For those on a more modest budget, however, we recommend the planetary surface package- it may not be as glamorous, but you will be able to watch vanships in flight, bet on chocobo races and much, much more!
Mini-editorial: Blogging the British way
Now apparently, the mere act of being British is enough to level up one’s blogging, and truly our allies in other countries must be wondering- how can we ever compete with those tea-sipping villains? Well, kind as I am, I have decided to put together the secrets of blogging success, and you won’t even have to emigrate to achieve them.
- Drink plenty of tea: tea is the fuel of Britain; without it, we cannot function. By sipping tea regularly, you can increase brain function and write yards of flawless, fascinating prose.
- Force everyone to speak the language: English may not be your first language, but we demand that you blog in it to demonstrate our apparent superiority and hide our inability to write in any other language. Unfortunately for all concerned, the English language has about a million words, of which the average native speaker knows 10,000- if we only know 1% of our own language, how can anyone else ever be expected to master it?
- Rename your country: Naming it “Great Britain” must truly have had an effect- try renaming your nation to something like “Fabulous Germany” or “Awesome Malaysia” to see if it helps.
- Master our culture and history by watching Blackadder– this will teach you relevant historical facts and demonstrate the use of humour, sarcasm and irony at its best.
In Your Reflection
This week sees a head-to-head between Aria’s Alice and Minami-ke’s Chiaki; both are the youngest of their respective main character groups, with a cool know-it-all attitude and a tendency to be blunt in their assessment of other people. Nonetheless, both of them can act childish at times, be it trying to get home by only walking in shadows, or naming a rock and kicking it all the way home
Amusing Search Terms
Old favourite: you toube sex
anime girls with ears: they mostly do have ears, unless they’ve been in some kind of accident.
animeblogger girl wrestling: Hmm, I wonder what my fellow female bloggers would think of taking part in such a thing.
“mechanic”+”ardavan”: Were you searching for Makai Kingdom or physics information?
anime girl free herself to Christmas: Hmm…
removing bikini: Quite simple, really.
“damned souls” naked: Naked prinnies!
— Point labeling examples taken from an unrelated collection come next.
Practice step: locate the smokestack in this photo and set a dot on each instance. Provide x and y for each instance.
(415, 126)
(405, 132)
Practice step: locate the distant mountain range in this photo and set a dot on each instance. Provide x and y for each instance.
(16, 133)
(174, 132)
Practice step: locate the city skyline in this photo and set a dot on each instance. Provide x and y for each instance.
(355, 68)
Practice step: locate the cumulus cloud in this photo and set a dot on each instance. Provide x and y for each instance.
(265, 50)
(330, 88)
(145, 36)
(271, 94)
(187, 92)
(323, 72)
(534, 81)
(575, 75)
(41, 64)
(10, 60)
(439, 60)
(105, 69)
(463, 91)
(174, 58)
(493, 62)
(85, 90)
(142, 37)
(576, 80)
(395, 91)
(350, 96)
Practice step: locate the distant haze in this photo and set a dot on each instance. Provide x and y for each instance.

Shocking!
use me for sex: Don’t you think we should get to know each other first?
“rpg maker”breast: Breasts in RMXP are mere pixels.
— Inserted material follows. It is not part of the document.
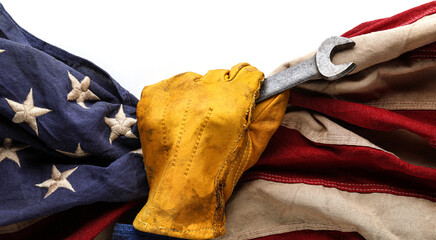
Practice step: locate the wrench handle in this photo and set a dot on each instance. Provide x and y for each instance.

“Zimbabwe: $10bn Cash Deal -…
Mutekede tendered her mobile phone to the court which showed five text messages she sent Kadzura after her arrest and…”
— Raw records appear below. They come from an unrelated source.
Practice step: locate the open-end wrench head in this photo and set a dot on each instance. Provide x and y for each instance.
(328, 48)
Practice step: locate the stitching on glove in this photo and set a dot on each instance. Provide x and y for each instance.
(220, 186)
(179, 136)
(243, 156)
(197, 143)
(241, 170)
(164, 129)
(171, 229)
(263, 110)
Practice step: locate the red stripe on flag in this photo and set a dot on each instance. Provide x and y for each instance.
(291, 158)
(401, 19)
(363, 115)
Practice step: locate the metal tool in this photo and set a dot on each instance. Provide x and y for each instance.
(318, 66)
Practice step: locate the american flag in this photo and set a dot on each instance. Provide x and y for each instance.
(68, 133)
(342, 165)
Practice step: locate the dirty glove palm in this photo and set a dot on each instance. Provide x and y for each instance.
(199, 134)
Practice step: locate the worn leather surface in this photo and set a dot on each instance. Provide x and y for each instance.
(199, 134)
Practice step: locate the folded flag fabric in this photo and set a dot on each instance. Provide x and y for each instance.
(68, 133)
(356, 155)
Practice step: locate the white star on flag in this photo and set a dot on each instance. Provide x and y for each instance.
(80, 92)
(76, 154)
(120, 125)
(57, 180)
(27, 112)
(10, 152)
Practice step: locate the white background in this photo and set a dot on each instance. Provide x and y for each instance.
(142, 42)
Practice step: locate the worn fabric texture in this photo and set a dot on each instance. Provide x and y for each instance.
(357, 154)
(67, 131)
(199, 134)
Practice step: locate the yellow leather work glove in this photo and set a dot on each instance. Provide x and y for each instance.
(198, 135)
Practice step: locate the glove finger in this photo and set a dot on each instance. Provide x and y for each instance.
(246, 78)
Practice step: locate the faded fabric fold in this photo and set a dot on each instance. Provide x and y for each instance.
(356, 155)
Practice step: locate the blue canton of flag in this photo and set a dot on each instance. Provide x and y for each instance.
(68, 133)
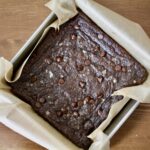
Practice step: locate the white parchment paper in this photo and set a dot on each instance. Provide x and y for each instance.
(20, 117)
…and what happens next? It’s like my very own soap opera!
“Fundraiser focuses on ”Beginnings” -…
Silent and live auction items include VIP seats to Broadway shows; a New York City package featuring a taping of…”
“cuppoodles in wilkes county”
nAre these dogs that double as teacups?
“blood clot color diagram”
Please, you have to elaborate on this one. I remember this movie celebrity I meet that would chuckle at this….”
Alan isn’t a man to elaborate on such things.
“asked question tattoos of gypsy girl”
I don’t know what tattoos she had, to be honest. Sorry.